Keep spending on tight leash
The national budget for the fiscal year of 2024-25 is going to be presented in parliament on Thursday with monumental tasks ahead for the government to collect more revenues and contain stubbornly high inflation.
Amid the tight fiscal situation, economists are calling for cutting public spending, especially in mega projects, and reining in corruption in budget implementation. They, however, recommend widening the social safety net to help the lower-income groups and the poor keep their head above water amid the worst cost-of-living crisis in recent times.
The government has no other alternative but to accelerate tax collections with a view to reducing its reliance on commercial borrowing since the interest rate on bank loans has gone past 14 percent while the yield of treasury bills and bonds has surged to 12 percent.
The elevated borrowing, which is needed to run the country and carry out development work, may appear as a major cause of concern for Bangladesh as interest expenses are ballooning.
The main challenge for the new budget will be to deliver some respite to the people since prices show no signs of cooling while incomes have either stagnated or declined.
Industrialists and entrepreneurs will look for relief from the rising cost of production emanating from a spike in interest and exchange rates and the lingering gas crisis.
The government will have to rein in its willingness to maintain generosity when it comes to providing subsidies and tax exemptions as it is already in a tight spot fiscally and is implementing a programme of the International Monetary Fund (IMF), which has called for cutting tax expenditures.
The government should not spend money on projects in a way that will not give an expected return compared to a spike in debts, said MA Taslim, a former chairman of the economics department at the University of Dhaka.
As of September, the government's outstanding debt stock was Tk 16,55,156 crore.
The government's spending is rising whereas foreign exchange reserves are on the decline. Now, the government is trying to raise tax revenue.
"However, it should curb corruption first because without curtailing grafts, a higher tax will only add to the suffering of the people where the tax revenue growth will not pick up. The solution lies in controlling corruption," said Prof Taslim.
If the government gets the amount that people are already paying in the form of bribes, and the proper tax can be collected from taxpayers, the receipts will be much higher, he added.
MA Razzaque, research director of Policy Research Institute, thinks the next six to nine months will be critical for Bangladesh when the government will need to work intensively to stabilise the economy.
"If the government can do it effectively, a soft landing will be easier."
He said the government will have to control public spending, otherwise, the policy aimed at stabilising the economy will be undermined.
If the government can't limit public spending, it might have to borrow from either commercial banks or the central bank. The problem is the loans from the central bank fuel inflation.
Razzaque said the central bank has adopted a contractionary monetary policy. Now, the fiscal policy will have to be aligned with it, in order to bring down consumer prices.
"Without taming inflation, other macroeconomic indicators can't be put back on track."
In 2022-23, the average inflation rate was 9.02 percent, far higher than the average of 6 percent in recent years. The Consumer Price Index grew by an average 9.73 percent in the first 10 months of FY24, which was 8.64 percent during the identical period a year prior, data from the Bangladesh Bureau of Statistics showed.

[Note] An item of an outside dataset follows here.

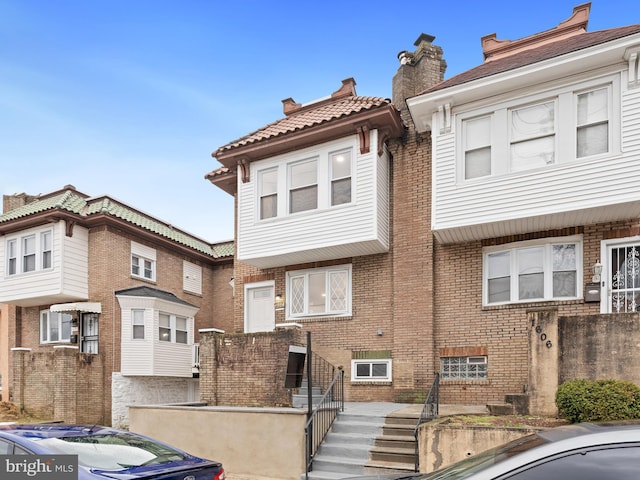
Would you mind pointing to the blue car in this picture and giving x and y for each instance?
(107, 453)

"At present, higher inflation is the main challenge facing the country. Therefore, the poor and the fixed-income people are suffering. The government should address this in the budget," said MK Mujeri, executive director of the Institute for Inclusive Finance and Development.
He also called for a supportive contractionary fiscal policy to contain inflation and reduce non-productive costs.

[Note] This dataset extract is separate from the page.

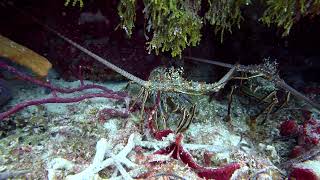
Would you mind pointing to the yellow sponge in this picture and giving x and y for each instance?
(24, 56)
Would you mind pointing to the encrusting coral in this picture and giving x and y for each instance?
(24, 56)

The former chief economist of the central bank advised the government to allocate more resources for social protection programmes owing to higher price levels.

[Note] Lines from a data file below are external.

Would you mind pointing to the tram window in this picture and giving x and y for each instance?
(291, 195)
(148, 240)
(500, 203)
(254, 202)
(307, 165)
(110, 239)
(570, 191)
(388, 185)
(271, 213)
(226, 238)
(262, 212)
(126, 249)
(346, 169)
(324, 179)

The National Board of Revenue will have to find innovative ways to generate revenue without impacting low-income and middle-income groups, Mujeri said.
"Bringing macroeconomic stability, raising foreign exchange reserves, and boosting export and remittance receipts should be a priority."
Prof Taslim said the loan-driven development policy has made the macroeconomic situation complex and the cost-push inflation has fuelled it.
"Due to this development policy, the debt burden has widened, and the interest payment has gone up. So, the fiscal space has been squeezed, forcing the government to borrow from the central bank."
Finance ministry data showed that interest payments rose 26 percent year-on-year to Tk 60,555 crore in July-January of FY24. The payments on the domestic front were up 15 percent while it climbed three-fold against foreign loans.
"The cost-push inflation has compelled the central bank to limit imports and curb the money supply. This negatively affected production and caused the supply of goods to shrink, stoking inflation. It takes time to overcome this type of situation."
Razzaque suggested cutting development expenditures except for high-priority projects.
Yesterday, the Centre for Policy Dialogue said the political economy dynamics of Bangladesh have frequently impeded substantial reforms, even when the stakeholders have acknowledged their needs.
For example, political economy factors have played a significant role in the postponement, cancellation, and reversal of revenue mobilisation-related reforms and automation.
In addition, the government must review public expenditure and devise a strategy to ensure value for public money, the think-tank said.
"It goes without saying that good governance and political buy-in from the highest level is a prerequisite in this regard."